Gloire à Uribe, etc.

3 juillet 2008

Ils sont affreux ; écoutez-les. La libération d’Ingrid Betancourt est une victoire collective. Une victoire de la démocratie. Une victoire de Nicolas Sarkozy. Une victoire de la France. Alors, parce que je n’ai pas envie de le hurler dans la rue, et qu’un blog, après tout, c’est fait pour ça, chers lecteurs, une fois pour toutes, qu’on se le dise : la libération d’Ingrid Betancourt n’est pas plus la victoire du peuple français que celle de la diplomatie kouchnérienne, elle ne doit rien aux ballons rouges, encore moins aux portraits géants qui recouvrent les mairies de France et de Navarre. Elle est le résultat de la politique du gouvernement colombien, qui a monté une opération extraordinaire, exceptionnelle dans l’histoire des services spéciaux. Certes, les FARC semblaient en perte de vitesse ces derniers temps, mais que l’armée colombienne soit parvenue à libérer la plus médiatique de leurs otages sans tirer un coup de feu, ça ne mérite que des applaudissements et un salut bien bas (je n’y connais rien, mais j’ai un expert à la maison).
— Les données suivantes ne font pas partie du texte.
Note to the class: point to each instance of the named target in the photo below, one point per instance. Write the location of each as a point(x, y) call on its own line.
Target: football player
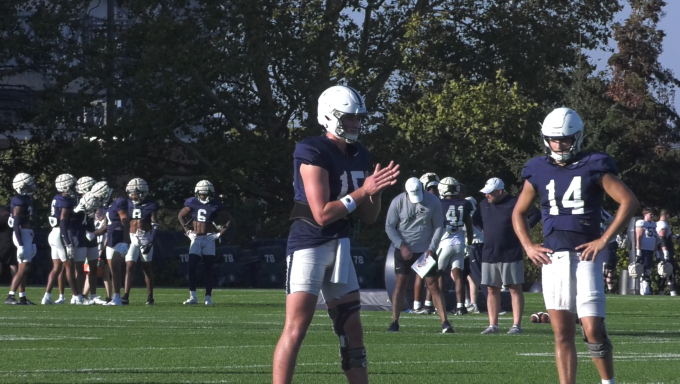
point(646, 241)
point(608, 255)
point(21, 209)
point(571, 185)
point(451, 252)
point(667, 266)
point(62, 238)
point(205, 210)
point(117, 230)
point(143, 228)
point(430, 182)
point(330, 182)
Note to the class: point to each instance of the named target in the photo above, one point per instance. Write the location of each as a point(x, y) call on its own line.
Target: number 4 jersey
point(570, 197)
point(346, 173)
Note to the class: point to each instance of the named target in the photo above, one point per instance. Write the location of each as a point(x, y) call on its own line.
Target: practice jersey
point(570, 197)
point(204, 213)
point(661, 225)
point(20, 201)
point(346, 173)
point(59, 204)
point(142, 210)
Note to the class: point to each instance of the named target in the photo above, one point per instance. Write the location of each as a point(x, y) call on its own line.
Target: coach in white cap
point(415, 224)
point(502, 256)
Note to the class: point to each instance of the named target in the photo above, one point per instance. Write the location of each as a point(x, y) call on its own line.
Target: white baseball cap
point(492, 184)
point(414, 190)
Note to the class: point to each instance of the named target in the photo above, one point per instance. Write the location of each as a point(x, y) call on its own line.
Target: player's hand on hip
point(590, 250)
point(405, 252)
point(538, 254)
point(381, 179)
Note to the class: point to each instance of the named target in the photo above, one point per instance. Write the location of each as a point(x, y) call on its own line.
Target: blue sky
point(670, 58)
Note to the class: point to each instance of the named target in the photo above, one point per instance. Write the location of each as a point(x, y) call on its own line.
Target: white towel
point(342, 259)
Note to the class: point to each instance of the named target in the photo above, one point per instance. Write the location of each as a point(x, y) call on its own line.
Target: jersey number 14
point(571, 198)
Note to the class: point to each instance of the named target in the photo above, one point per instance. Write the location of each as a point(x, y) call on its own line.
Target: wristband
point(349, 203)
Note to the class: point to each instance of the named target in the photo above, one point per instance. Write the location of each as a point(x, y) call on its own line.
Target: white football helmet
point(334, 103)
point(84, 184)
point(204, 188)
point(90, 202)
point(139, 187)
point(102, 191)
point(664, 269)
point(562, 122)
point(24, 184)
point(66, 183)
point(635, 270)
point(448, 186)
point(429, 180)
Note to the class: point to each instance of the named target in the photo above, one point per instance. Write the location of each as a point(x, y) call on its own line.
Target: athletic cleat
point(114, 302)
point(492, 329)
point(191, 301)
point(423, 311)
point(460, 311)
point(24, 301)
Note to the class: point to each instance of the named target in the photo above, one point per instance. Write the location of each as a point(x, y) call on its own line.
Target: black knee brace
point(351, 358)
point(599, 350)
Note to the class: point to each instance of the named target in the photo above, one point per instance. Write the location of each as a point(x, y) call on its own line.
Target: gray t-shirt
point(420, 225)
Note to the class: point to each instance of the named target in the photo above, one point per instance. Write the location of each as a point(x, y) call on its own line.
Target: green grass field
point(234, 341)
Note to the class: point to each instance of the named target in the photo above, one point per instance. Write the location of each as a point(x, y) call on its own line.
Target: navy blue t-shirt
point(204, 213)
point(455, 211)
point(570, 198)
point(501, 244)
point(346, 173)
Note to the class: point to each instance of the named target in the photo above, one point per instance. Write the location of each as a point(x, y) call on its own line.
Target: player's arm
point(535, 252)
point(125, 220)
point(227, 219)
point(18, 213)
point(628, 205)
point(317, 190)
point(182, 217)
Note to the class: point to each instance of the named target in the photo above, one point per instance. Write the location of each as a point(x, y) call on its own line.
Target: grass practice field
point(234, 342)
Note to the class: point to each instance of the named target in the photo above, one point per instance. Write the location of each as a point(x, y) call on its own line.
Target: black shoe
point(447, 328)
point(24, 301)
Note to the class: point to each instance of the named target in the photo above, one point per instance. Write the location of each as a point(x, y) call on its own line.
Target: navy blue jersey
point(60, 203)
point(204, 213)
point(346, 173)
point(570, 197)
point(455, 212)
point(142, 210)
point(113, 222)
point(21, 201)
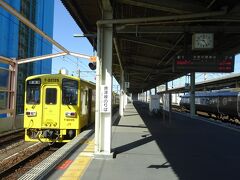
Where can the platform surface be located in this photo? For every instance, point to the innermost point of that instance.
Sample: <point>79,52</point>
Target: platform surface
<point>147,148</point>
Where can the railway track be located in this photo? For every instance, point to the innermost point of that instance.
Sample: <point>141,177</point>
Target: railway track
<point>17,164</point>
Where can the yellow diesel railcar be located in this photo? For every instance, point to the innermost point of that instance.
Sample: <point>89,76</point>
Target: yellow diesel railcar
<point>57,107</point>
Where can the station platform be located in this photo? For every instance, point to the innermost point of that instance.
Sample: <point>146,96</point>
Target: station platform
<point>149,148</point>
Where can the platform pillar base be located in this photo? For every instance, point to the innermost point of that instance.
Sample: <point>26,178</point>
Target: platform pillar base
<point>103,156</point>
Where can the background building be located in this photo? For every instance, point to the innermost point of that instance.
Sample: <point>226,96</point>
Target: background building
<point>18,41</point>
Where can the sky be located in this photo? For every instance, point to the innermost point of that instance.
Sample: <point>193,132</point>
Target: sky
<point>65,27</point>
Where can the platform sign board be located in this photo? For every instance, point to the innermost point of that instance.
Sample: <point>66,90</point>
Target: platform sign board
<point>166,102</point>
<point>105,99</point>
<point>154,104</point>
<point>204,63</point>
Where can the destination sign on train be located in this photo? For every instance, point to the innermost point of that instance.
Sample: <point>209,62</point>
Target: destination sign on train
<point>203,63</point>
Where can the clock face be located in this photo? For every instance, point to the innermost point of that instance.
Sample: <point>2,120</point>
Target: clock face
<point>202,41</point>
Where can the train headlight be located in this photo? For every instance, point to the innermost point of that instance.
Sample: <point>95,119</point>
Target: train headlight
<point>70,114</point>
<point>31,113</point>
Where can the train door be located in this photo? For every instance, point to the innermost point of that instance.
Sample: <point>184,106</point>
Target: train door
<point>238,105</point>
<point>51,107</point>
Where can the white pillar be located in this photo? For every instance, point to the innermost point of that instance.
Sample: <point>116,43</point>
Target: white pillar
<point>192,95</point>
<point>103,124</point>
<point>121,105</point>
<point>125,100</point>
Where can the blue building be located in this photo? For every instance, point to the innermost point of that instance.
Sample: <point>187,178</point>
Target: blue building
<point>18,41</point>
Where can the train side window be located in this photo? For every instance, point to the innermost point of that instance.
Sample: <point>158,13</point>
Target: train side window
<point>51,96</point>
<point>33,94</point>
<point>69,92</point>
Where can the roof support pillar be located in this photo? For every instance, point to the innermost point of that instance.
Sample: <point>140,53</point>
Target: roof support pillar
<point>121,105</point>
<point>103,119</point>
<point>192,95</point>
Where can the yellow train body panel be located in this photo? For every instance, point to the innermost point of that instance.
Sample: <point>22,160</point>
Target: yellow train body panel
<point>57,107</point>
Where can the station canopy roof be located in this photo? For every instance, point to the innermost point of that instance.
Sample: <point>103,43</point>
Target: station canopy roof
<point>148,46</point>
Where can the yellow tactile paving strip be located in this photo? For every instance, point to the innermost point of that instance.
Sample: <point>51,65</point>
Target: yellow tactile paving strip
<point>80,164</point>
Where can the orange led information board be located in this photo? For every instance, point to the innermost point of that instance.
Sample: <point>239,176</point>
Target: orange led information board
<point>203,63</point>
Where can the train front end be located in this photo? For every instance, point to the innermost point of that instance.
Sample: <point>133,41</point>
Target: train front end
<point>50,109</point>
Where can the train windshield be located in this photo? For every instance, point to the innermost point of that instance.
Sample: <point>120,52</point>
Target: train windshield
<point>69,92</point>
<point>51,96</point>
<point>33,91</point>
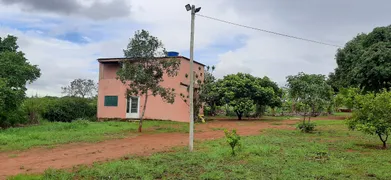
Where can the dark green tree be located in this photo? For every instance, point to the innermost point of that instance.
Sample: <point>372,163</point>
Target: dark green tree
<point>15,73</point>
<point>243,91</point>
<point>312,90</point>
<point>372,115</point>
<point>81,88</point>
<point>365,62</point>
<point>143,72</point>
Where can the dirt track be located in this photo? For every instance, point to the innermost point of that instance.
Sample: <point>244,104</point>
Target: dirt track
<point>66,156</point>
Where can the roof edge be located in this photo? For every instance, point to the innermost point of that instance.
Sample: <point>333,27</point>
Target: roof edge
<point>118,59</point>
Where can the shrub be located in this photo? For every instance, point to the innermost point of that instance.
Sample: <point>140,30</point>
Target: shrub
<point>13,118</point>
<point>371,115</point>
<point>232,139</point>
<point>68,109</point>
<point>306,127</point>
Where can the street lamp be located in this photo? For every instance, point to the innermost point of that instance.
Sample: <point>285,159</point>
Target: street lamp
<point>193,10</point>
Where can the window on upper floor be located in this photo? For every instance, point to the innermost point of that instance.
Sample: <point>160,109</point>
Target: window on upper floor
<point>111,101</point>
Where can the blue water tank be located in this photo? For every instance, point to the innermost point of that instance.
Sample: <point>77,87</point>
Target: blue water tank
<point>172,53</point>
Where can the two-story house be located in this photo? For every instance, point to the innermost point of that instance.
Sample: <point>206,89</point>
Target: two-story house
<point>114,104</point>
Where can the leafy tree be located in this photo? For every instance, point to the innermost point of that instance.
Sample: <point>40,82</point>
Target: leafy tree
<point>81,88</point>
<point>346,97</point>
<point>372,115</point>
<point>313,91</point>
<point>310,89</point>
<point>364,62</point>
<point>233,139</point>
<point>243,91</point>
<point>144,72</point>
<point>209,91</point>
<point>274,101</point>
<point>15,73</point>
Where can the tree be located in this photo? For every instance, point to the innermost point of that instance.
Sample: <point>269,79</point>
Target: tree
<point>144,72</point>
<point>205,92</point>
<point>209,91</point>
<point>364,62</point>
<point>15,73</point>
<point>81,88</point>
<point>243,91</point>
<point>312,90</point>
<point>372,115</point>
<point>346,97</point>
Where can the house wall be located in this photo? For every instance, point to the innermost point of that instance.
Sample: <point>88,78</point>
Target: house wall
<point>156,107</point>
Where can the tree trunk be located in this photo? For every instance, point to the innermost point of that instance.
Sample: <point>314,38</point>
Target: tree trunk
<point>293,106</point>
<point>383,140</point>
<point>226,110</point>
<point>140,125</point>
<point>240,114</point>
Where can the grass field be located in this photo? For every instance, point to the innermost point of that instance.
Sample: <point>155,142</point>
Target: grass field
<point>333,152</point>
<point>49,134</point>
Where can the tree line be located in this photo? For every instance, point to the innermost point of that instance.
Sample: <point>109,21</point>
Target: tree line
<point>360,83</point>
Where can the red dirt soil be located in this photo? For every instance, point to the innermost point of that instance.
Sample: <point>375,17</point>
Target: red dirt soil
<point>37,160</point>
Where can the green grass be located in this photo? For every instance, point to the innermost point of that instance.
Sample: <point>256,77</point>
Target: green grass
<point>49,134</point>
<point>332,152</point>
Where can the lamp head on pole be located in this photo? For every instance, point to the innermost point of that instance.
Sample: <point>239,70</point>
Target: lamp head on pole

La meilleure chose que Sarkozy ait à faire, en l’occurrence, c’est d’embaucher des conseillers militaires colombiens. Et que les connards qui nous ont emmerdé pendant cinq ans avec leurs chansons, leurs t-shirts, leurs rassemblements hystériques et dégoulinants, u.s.w., se mettent dans le cul un mug à l’effigie du Che. On les entendra chanter pour quelque chose.

Ah oui, en parlant de cul : si la personne qui est arrivée hier sur ce blog en tapant “Je cherche un homme pour me faire bourrer” est de sexe féminin, Madame, Mademoiselle, n’hésitez plus, baroqueetfatigue[at]yahoo.fr ; et puis ça me détendra. Bon, je vous laisse, c’est l’heure de la messe.